How to Be a Sailor is unique in the Goofy "how to" canon. Very often, the "how to" shorts revolve around sporting activities. This one is more occupational. It also is one of the only Goofy cartoons to address wartime conditions, and unexpectedly becomes a propaganda piece at the end. Usually, the war cartoon stuff was left to Donald Duck or Pluto, who were in the army during the war years. There is one Goofy short, Victory Vehicles which speaks to homefront issues like the rubber shortage, though it's mostly an excuse to show silly inventions and promote the pogo stick. How to Be a Sailor is the only Disney World War II cartoon to focus on the navy rather than the army. It's also one of the few that shifts attention to the war in the Pacific. This makes sense given the time of its release. Really the only other Pacific War cartoon is Commando Duck, and that one is far more racist and makes for uncomfortable viewing today.
This cartoon opens with a trend begun in several other Goofy cartoons, that of the "subject through the ages" motif. Indeed, for much of this short it feels less like how to be a sailor and more like the history of sailing. Some might note the similarity to the "History of Aviation" sequence from 1943's Victory Through Air Power. It's very different from the other "how to" shorts as the narration really is more of a history lesson and less of an instructional as in, say, How to Ride a Horse.
You may also note the use of more limited animation in this cartoon, particularly in the more detailed ships toward the end. Note that only the flags wave and the rocking in the ocean is minimal. During the war, Disney was forced to pioneer limited animation techniques to save money and time. Many of these techniques were employed mainly in the educational, propaganda, and military training shorts.
One thing that really stands out about this cartoon for me, though, is the animation of Goofy's walk cycles in some of these moments. The entire pirate sequence is a lot of fun, and Goofy's pirate captain walk where his head remains steady and only his body shifts is delightful. I think they sometimes used similar animation for birds in other shorts like pirate parrots. Maybe the lawyers walked that way in Who Killed Cock Robin? The image is certainly familiar. But in a similar vane, I enjoy the bit with Goofy's upper body maintaining steadiness while the whole ship rocks around him. This is a fun visual.

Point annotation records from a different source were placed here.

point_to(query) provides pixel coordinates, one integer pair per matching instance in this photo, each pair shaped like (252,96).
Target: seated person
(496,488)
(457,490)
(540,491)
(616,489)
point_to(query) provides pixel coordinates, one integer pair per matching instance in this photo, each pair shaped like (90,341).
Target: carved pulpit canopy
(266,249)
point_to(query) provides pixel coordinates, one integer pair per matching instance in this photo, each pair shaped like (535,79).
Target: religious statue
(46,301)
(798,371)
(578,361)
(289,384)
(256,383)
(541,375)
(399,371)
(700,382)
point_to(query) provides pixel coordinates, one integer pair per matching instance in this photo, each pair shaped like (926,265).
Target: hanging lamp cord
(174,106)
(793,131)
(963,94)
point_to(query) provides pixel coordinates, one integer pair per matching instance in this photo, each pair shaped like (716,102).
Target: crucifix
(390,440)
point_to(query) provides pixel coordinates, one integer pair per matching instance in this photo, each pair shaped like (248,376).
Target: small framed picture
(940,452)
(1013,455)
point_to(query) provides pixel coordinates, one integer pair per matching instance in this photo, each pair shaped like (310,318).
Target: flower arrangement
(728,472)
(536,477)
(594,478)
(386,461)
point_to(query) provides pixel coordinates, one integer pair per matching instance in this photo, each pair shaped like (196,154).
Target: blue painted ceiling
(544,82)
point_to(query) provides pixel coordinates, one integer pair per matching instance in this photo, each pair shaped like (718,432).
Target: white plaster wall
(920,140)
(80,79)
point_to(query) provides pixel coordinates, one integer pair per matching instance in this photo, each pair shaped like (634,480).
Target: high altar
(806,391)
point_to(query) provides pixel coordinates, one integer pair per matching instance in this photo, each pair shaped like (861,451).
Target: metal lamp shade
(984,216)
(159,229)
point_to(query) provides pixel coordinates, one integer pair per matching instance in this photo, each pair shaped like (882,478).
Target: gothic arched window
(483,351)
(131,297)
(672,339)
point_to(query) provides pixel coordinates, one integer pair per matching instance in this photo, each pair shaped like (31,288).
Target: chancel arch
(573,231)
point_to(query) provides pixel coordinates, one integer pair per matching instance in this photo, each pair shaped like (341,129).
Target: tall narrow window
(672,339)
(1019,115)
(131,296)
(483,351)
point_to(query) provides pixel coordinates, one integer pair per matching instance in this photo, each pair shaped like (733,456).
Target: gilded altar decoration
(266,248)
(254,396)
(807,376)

The intent of the short would seem to be that all the advances in naval history had prepared America to defeat the Japanese. The ending is really quite unexpected, as Goofy accidentally shoots himself out of a canon, only to take down an entire Japanese fleet. Of course, we know they are Japanese not only because of the Rising Sun behind them but because the vessels are anthropomorphized Japanese caricatures. In a clever ending, Goofy speeds toward the sun on the horizon, stylized as the Rising Sun of Japan and shatters it while the score plays "Three Cheers for the Red, White and Blue". It's a stirring bit of war propaganda and while the short on the whole is a middling entry in the Goofy canon, I consider that moment one of the best Disney propaganda moments of the war.